Спасибо хоть знакомство произошло не в их Шумном зале. Нас препроводили в заброшенный, продуваемый сквозняком флигель, который, насколько я понял, звался Холодным залом.

Профессор обмолвился, что брат ещё не в отставке, но не уточнил, в каком именно полку тот служит. Я (непонятно почему) вообразил более молодую, статную и загорелую версию знакомого мне Мориарти. Волосы погуще, грозные усы, мундир, воинственное рвение. Возможно, полковник измышляет сокрушительные упреждающие удары по противнику (я твёрдо верю: всегда лучше нанести такой удар первым) с тем же безжалостным хитроумием, что и мой работодатель – преступления.

Но брат профессора оказался сутулым, с желтоватым лицом и впалой грудью. Одет он был словно захудалый чиновник, который давно оставил всякие надежды на повышение. К тому же мучился от нескончаемой простуды и, видимо, регулярно и безуспешно пользовался разного рода припарками и компрессами. Его жалкие усы напоминали трёхдневную щетину, по случайности избежавшую бритвы. Полковник родился на семь лет позже профессора, а вид у него был – в гроб краше кладут.

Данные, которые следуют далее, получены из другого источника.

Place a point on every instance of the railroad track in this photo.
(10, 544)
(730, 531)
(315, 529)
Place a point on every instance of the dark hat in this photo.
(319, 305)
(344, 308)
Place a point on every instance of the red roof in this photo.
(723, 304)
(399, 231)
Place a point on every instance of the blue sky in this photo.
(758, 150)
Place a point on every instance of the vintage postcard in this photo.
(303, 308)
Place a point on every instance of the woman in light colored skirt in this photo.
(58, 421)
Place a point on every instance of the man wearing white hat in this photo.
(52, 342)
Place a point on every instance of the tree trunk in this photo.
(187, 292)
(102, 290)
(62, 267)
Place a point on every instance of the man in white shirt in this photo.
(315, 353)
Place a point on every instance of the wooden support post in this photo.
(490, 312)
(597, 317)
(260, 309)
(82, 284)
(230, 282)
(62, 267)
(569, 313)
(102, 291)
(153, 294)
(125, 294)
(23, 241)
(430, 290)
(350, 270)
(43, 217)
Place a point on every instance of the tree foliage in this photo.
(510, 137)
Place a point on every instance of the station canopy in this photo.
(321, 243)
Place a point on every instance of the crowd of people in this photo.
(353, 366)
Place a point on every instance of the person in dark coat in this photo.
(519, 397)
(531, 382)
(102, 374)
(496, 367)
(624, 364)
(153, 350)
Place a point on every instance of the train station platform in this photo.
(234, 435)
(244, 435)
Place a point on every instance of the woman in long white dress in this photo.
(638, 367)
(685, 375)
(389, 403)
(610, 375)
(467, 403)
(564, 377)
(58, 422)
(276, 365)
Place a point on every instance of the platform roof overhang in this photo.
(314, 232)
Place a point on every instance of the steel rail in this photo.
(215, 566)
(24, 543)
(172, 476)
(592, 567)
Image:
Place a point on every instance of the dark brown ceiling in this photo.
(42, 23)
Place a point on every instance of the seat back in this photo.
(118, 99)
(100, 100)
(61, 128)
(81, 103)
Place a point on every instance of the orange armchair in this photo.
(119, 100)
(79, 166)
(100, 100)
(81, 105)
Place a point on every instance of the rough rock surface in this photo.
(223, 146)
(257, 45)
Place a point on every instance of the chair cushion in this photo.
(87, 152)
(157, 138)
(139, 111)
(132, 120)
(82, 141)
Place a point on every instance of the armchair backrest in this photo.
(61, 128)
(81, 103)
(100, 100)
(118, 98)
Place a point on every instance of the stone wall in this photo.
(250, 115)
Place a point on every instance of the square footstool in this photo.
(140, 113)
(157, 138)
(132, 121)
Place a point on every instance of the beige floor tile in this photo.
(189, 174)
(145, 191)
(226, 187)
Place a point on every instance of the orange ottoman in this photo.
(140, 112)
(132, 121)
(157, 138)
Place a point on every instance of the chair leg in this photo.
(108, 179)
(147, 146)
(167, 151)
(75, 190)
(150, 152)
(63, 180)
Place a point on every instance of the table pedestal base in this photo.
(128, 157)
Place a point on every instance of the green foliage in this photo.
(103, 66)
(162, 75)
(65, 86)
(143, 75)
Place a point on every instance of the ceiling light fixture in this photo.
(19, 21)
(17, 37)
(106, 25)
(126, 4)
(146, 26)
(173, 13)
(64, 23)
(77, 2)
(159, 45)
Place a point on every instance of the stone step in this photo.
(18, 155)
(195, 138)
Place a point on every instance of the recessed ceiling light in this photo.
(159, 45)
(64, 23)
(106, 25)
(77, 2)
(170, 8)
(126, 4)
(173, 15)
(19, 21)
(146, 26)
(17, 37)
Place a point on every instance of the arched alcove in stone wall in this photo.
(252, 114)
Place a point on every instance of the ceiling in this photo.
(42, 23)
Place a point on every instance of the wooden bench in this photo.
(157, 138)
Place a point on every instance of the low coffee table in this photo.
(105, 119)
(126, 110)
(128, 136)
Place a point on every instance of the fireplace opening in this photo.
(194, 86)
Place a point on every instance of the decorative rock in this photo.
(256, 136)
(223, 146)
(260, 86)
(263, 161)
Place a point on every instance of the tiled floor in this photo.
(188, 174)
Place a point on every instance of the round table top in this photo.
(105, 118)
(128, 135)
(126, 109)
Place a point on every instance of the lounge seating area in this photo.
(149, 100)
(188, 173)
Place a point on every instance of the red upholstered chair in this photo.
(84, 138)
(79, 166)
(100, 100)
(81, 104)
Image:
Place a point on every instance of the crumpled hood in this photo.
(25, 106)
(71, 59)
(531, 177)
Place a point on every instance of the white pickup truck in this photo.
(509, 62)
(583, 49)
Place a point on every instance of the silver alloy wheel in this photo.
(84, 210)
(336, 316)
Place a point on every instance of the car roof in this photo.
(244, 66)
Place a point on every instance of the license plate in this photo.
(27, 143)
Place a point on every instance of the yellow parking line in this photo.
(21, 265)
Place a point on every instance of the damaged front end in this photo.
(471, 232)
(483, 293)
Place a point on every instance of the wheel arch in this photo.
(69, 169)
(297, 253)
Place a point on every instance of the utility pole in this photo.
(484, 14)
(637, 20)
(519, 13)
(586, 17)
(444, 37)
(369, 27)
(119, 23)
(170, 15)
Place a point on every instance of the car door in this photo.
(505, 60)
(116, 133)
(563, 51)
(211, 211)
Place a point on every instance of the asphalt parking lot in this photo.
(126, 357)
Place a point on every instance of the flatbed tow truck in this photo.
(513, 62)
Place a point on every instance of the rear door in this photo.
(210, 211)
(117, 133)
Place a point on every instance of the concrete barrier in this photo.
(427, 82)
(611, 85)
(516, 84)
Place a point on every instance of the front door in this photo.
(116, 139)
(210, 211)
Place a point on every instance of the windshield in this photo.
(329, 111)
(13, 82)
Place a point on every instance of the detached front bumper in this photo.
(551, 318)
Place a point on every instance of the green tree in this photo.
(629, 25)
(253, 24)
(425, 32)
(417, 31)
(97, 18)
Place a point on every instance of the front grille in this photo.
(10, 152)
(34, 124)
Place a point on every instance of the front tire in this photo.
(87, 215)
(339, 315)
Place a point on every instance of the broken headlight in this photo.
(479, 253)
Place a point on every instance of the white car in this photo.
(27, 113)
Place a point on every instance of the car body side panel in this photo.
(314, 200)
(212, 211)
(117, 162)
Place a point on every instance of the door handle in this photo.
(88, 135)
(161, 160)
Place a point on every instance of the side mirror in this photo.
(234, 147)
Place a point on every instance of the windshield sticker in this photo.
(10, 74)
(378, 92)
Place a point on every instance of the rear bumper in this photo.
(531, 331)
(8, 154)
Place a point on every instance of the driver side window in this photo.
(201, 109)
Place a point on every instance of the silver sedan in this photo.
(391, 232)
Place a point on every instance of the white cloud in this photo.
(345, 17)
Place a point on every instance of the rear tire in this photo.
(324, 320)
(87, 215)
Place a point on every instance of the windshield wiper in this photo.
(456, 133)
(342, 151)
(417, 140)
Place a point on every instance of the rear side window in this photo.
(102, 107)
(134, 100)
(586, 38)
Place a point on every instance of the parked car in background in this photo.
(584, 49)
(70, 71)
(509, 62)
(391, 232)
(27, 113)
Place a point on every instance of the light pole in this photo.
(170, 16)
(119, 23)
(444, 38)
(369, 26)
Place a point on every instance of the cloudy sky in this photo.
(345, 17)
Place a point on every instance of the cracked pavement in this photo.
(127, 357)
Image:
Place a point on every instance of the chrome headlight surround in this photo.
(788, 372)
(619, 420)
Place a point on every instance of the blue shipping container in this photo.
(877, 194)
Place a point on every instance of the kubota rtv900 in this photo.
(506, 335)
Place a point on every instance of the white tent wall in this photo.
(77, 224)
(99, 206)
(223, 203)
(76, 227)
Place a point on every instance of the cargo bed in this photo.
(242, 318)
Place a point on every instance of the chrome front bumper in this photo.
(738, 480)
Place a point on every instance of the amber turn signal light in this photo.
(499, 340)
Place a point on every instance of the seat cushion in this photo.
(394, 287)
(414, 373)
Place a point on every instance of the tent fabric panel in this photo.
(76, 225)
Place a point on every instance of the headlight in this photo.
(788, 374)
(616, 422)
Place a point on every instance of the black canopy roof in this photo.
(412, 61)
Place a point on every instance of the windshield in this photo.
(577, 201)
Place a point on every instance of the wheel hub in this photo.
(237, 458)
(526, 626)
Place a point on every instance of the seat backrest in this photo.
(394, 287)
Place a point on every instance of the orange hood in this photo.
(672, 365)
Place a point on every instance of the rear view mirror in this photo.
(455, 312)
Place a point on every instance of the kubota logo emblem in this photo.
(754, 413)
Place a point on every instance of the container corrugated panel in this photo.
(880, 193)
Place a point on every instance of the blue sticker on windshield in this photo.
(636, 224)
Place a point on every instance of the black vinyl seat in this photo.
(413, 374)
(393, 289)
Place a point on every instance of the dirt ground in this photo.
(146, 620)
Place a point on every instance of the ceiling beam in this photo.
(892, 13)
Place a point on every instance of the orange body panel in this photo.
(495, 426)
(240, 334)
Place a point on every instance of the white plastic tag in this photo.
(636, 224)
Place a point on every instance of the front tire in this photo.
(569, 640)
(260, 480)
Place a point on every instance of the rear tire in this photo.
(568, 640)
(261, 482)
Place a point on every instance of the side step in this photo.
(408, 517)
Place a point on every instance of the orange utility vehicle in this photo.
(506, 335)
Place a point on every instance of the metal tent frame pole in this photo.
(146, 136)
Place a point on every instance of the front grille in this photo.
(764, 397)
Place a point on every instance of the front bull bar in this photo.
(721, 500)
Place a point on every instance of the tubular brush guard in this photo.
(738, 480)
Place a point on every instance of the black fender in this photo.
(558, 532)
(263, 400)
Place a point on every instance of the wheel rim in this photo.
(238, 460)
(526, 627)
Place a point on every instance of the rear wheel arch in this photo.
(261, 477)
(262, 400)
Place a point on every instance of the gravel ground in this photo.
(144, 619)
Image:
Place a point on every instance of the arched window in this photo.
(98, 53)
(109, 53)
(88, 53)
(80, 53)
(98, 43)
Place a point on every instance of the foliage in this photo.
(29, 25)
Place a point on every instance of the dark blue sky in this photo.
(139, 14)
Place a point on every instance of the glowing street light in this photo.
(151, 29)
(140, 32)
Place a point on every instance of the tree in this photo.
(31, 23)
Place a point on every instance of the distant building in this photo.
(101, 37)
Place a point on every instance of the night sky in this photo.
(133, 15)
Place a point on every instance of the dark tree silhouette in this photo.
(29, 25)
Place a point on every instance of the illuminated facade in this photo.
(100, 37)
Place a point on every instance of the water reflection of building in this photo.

С первого взгляда я понял: нога Джеймса Мориарти никогда не ступала на поле брани. На вопрос о месте службы он буркнул нечто вроде: «Снабжение». Вероятно, не солдат, а тыловая крыса – занимается доставкой сапог, мясных консервов и тех самых пропитанных коровьим жиром бумажных гильз, из‑за которых происходят индийские восстания. Как обычно, я поспешил с выводами. И не в последний раз. Хотелось бы сказать, что с того времени я поумнел, но увы.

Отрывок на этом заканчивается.